Ross Bridgeford is known as THE Alkaline Diet Expert...especially when it comes to implementation and making the alkaline diet REAL in your life. He has been living, learning, teaching, coaching and loving the alkaline lifestyle since 2004 and has written over 650 articles, alkaline recipes, videos and guides on how to live alkaline and stay alkaline for life.

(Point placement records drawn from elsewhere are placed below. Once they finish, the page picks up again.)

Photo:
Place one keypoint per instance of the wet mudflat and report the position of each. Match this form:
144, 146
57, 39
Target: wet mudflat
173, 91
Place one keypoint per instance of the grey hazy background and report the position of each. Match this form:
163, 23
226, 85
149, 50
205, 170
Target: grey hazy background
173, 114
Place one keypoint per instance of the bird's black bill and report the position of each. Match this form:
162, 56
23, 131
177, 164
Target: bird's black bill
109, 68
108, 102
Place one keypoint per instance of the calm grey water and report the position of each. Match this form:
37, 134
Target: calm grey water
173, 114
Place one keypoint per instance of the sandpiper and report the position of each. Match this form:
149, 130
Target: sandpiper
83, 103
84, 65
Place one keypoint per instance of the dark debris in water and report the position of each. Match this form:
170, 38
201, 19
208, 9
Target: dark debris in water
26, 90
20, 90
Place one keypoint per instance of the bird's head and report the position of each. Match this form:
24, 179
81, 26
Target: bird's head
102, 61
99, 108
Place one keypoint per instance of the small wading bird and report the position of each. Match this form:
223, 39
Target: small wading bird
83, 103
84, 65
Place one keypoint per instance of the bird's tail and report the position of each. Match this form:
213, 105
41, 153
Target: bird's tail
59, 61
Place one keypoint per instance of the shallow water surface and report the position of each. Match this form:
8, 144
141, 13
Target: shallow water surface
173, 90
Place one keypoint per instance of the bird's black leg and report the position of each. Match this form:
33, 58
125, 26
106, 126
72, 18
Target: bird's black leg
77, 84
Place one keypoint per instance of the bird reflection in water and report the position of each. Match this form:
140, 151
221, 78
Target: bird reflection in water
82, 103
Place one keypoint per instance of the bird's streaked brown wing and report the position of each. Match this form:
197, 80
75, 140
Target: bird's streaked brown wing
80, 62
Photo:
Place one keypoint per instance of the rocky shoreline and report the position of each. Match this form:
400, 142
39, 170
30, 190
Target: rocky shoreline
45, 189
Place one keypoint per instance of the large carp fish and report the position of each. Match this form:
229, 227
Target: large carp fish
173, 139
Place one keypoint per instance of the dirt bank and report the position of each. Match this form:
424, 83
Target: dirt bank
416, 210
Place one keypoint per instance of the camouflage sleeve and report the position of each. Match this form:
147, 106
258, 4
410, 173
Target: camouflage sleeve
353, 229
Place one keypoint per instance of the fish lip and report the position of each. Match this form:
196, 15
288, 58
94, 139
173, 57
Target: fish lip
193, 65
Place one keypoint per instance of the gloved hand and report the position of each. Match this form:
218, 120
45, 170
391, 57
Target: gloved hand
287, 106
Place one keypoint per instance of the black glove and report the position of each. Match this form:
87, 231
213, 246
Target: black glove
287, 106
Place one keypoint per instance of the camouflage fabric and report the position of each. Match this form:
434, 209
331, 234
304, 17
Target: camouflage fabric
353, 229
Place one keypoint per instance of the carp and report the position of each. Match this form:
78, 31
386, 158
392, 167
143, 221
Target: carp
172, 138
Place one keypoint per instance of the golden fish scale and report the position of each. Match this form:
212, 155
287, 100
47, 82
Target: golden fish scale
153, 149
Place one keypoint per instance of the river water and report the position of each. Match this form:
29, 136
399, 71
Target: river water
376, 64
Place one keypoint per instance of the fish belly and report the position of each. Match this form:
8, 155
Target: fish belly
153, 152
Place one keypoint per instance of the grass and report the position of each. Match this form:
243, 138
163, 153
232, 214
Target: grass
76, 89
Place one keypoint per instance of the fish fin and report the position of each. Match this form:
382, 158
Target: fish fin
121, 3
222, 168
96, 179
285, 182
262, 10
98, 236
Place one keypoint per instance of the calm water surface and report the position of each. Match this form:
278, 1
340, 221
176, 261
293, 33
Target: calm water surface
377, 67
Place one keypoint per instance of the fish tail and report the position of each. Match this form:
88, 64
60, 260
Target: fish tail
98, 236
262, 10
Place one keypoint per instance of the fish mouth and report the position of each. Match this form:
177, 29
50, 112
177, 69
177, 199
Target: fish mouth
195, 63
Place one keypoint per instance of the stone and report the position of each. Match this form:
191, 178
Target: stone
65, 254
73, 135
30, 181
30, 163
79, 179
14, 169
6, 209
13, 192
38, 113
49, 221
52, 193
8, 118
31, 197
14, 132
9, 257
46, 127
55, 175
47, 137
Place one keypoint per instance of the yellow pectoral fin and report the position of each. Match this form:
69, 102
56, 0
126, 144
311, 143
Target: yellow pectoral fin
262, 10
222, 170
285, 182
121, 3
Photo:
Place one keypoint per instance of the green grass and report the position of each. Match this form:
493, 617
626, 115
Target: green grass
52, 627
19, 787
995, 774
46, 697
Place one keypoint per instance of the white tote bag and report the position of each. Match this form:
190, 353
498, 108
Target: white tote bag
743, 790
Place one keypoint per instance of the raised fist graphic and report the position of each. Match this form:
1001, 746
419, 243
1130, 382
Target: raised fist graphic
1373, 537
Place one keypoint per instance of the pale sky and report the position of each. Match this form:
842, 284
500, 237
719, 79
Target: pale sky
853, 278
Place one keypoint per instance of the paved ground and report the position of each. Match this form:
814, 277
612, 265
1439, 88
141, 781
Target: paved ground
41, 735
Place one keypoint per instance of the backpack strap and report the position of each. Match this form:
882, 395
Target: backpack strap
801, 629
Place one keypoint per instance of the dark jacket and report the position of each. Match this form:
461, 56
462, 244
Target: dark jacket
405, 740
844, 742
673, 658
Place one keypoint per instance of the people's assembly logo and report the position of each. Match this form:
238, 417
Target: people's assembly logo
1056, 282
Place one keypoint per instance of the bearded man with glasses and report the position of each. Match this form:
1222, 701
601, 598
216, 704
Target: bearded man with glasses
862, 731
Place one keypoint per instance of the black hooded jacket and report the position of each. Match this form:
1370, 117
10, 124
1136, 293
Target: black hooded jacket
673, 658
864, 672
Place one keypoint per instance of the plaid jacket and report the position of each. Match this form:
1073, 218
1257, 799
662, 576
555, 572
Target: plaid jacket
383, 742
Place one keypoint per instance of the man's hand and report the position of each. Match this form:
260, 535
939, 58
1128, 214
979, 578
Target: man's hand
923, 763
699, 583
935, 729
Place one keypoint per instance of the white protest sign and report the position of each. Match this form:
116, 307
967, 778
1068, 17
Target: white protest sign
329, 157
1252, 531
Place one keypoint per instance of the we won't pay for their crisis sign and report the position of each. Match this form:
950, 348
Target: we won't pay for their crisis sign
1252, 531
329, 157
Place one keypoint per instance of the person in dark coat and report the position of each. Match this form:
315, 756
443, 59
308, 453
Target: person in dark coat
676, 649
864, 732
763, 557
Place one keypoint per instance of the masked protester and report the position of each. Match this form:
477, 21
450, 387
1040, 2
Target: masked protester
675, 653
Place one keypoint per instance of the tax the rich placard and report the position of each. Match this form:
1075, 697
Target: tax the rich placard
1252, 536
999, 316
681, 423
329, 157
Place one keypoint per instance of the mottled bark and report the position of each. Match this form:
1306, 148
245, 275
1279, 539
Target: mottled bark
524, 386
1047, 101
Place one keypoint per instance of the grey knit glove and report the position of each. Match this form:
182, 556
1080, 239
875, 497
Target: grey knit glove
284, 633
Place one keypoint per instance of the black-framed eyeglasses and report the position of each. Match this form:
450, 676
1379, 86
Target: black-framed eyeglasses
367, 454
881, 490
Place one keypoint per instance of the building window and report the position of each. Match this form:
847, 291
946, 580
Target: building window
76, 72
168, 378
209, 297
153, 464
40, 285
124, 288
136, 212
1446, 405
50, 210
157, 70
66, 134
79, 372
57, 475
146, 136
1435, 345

{ 5 comments… read them below or add one }

T Bush November 15, 2011 at 8:18 pm

As someone with Retinitis Pigmentosa, getting enough light into my already damaged eyes is tricky in winter. Unfortunately I , and my ilk, are unable to use light boxes as they cause further damage to our retinas. Could you advise on any alternative treatments THAT WORK? Thanks.

Reply

Ross November 8, 2011 at 9:19 pm

Personally, I find it very hard to trust the advice of an article written whilst under the evil spell of jet lag. Also personally, I find it very hard to to take anything a man named Ross has to say. I am saying this as I have been called Ross on a number of occasions (including right now as I type)

Reply

melatonin depression February 10, 2007 at 8:33 am

Lack of natural light like what happens in overcast weather triggers production of the hormone melatonin. This hormone is naturally produced at night and causes drowsiness, lethargy and muscle weakness thereby inducing sleep. Production of melatonin in the daytime causes these same effects leading to feelings of depression.

Reply

weight loss January 22, 2007 at 12:51 am

I believe this is true in the winter months because this is not the first time I have heard about SAD.

Reply

Fitness_Guy January 21, 2007 at 1:49 pm

I reckon I’m feeling a bit of this at the moment! Great post again.